Das Tessiner Kurienblatt Giornale del Popolo hat im Rahmen seiner Reorganisation zwei Journalistinnen entlassen. Immerhin können sie noch von den Bestimmungen des JournalistInnen-GAV aus dem Jahr 2000 profitieren. Doch in den Printmedien im Tessin bleibt die Lage teilweise prekär.

Es ist bekannt, dass die Aussichten im Mediensektor seit einigen Jahren nicht mehr so rosig sind wie früher. Im Tessin begann die Krise allerdings später als in der Deutschschweiz, sodass sich die Lage der Journalistinnen und Journalisten erst in den letzten beiden Jahren effektiv zu verschlechtern begann.
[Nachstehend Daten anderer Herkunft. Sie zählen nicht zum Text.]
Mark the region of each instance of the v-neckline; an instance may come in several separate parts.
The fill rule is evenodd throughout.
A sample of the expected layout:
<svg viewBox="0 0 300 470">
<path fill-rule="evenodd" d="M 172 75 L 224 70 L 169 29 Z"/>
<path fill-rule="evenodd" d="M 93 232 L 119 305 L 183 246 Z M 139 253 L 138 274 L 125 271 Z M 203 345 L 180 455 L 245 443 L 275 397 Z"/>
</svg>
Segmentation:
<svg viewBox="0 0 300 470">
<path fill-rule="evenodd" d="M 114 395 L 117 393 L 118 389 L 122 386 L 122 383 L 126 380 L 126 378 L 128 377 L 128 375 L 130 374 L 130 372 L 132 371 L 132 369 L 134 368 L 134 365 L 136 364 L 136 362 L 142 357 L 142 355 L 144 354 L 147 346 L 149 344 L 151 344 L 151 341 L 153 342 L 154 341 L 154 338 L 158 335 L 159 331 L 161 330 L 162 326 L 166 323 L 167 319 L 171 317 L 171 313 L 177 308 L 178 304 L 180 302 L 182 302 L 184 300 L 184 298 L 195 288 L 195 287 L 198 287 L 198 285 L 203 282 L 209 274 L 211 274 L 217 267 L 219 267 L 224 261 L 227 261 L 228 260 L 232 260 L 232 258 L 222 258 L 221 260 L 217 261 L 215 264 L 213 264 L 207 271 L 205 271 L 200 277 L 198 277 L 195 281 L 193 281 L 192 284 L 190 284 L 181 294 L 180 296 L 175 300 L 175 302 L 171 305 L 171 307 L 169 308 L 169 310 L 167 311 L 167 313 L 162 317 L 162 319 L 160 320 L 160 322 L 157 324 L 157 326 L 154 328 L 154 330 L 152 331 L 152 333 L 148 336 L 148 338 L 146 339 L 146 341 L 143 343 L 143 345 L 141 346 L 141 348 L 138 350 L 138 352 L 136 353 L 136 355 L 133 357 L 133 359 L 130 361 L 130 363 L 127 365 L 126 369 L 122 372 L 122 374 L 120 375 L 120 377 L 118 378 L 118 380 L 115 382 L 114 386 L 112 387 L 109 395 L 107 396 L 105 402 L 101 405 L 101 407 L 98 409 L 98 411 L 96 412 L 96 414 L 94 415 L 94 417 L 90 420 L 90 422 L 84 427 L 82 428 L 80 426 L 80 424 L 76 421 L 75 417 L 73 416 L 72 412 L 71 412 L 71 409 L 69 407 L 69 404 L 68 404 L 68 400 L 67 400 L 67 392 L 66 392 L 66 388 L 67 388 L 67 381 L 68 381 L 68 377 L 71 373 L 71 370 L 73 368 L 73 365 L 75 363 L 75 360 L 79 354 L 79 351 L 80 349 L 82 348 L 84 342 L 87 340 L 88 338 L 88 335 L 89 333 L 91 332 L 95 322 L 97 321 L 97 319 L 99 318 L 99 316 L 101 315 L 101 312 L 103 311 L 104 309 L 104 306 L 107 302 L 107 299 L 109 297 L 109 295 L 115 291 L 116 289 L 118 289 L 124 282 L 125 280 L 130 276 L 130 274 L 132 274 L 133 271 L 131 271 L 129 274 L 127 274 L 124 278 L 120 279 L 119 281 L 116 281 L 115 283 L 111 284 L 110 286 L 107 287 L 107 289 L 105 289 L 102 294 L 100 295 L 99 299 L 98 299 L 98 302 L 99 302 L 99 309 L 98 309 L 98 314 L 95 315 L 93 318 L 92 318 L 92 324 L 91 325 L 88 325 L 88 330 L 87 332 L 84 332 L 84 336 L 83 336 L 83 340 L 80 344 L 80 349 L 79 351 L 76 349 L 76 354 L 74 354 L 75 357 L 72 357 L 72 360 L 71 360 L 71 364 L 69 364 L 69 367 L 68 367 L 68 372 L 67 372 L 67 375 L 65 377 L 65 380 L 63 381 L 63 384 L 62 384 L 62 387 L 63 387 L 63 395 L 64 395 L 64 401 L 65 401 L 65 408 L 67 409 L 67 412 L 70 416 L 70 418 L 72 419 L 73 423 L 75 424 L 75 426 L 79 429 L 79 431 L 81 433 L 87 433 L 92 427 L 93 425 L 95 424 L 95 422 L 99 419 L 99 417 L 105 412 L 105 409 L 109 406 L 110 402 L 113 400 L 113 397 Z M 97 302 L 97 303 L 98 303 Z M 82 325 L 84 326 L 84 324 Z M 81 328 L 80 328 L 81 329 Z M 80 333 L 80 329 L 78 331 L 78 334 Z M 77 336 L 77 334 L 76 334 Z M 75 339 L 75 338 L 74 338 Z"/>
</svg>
Bei den Sparmassnahmen, welche die Nuova Società Editrice Giornale del Popolo jüngst zusammen mit dem «Corriere del Ticino» eingeleitet hat, will sich das Unternehmen aufgrund eines Aufrufes von syndicom aber trotzdem an den Gesamtarbeitsvertrag für Journalistinnen und Journalisten halten, der theoretisch seit dem Jahr 2004 nicht mehr in Kraft ist. Betroffen sind zwei Journalistinnen, welche aufgrund der Unternehmensrestrukturierung entlassen wurden.

Am 11. Dezember 2012 unterzeichneten das «Giornale del Popolo» und syndicom eine Abmachung, wonach gemäss Art. 17 des GAV 2000 eine Abgangsentschädigung entrichtet wird, die auf Basis der Dienstjahre sowie des Alters der entlassenen Person berechnet wird.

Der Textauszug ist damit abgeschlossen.